Denmark has seven indigenous languages and 14 immigrant languages

Denmark ranks 101st in the world when it comes to being multilingual, according to a new report by Ethnologue, one of the premier authorities on languages.

According to Ethnologue there are a total of 21 languages spoken in Denmark: seven indigenous languages and 14 immigrant languages.

The seven indigenous languages are Danish (spoken by 5,380,000 people), Danish Sign Language (5,000), Faroese (66,000), Greenlandic (7,000), German (25,900), Jutish and Swedish, while an eighth indigenous language, traveller Danish, has been deemed extinct.

The 14 immigrant languages are English (spoken by 23,100 people) Croatian (10,000), Icelandic (7,000), Iranian Persian (12,000), Iu Mien (8,000), Northern Kurdish (20,000), Polish (14,000), Serbian (15,000), Somali (16,000), Standard Arabic, Tamil (9,000), Thai (7,000), Turkish (30,000), Urdu (15,000) and Vietnamese (12,000).

READ MORE: A sixth of Danes would welcome English as an official language

North Korea – 1 language
The ranking (here in English) was topped by Papua New Guinea, which is estimated to have 839 indigenous languages and no immigrant languages within its borders, followed by Indonesia (706, 1), Nigeria (520, 6), India (447, 7) and the US (216, 206).

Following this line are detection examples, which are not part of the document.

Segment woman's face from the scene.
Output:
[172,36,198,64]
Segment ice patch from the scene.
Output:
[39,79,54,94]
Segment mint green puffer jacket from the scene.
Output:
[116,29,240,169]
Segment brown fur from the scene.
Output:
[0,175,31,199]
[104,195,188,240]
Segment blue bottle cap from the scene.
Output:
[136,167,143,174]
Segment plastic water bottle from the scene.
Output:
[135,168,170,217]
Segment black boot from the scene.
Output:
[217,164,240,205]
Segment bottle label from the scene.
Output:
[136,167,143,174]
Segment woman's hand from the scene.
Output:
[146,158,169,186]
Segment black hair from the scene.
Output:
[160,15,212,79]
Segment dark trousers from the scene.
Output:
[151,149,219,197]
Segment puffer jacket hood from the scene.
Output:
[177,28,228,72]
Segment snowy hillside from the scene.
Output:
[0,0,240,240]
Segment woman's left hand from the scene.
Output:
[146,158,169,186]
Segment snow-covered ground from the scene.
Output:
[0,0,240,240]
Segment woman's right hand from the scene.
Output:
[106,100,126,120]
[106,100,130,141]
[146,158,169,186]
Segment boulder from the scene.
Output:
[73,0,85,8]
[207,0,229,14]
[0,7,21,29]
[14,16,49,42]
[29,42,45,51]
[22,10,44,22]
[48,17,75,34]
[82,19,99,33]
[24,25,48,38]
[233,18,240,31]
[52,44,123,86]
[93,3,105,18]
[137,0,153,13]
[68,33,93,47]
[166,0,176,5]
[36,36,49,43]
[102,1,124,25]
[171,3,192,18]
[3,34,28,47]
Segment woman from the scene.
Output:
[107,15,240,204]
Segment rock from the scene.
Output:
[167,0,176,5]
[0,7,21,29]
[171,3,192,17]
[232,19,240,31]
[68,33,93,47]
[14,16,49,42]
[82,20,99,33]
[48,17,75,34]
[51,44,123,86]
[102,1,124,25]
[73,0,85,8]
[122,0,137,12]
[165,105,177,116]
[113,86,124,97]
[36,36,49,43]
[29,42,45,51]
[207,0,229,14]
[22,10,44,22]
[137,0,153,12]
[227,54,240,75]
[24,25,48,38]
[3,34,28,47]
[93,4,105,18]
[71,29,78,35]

Other notables included China (ranked 6), Australia (9), Brazil (10), Canada (13), Russia (15), Germany 38), France (49), the UK (42), Sweden (90), Finland (106), Japan (117), Norway (123), Ireland (172), South Korea (199) and Iceland (206).

North Korea and British Indian Ocean Territory finished rock bottom with just one language.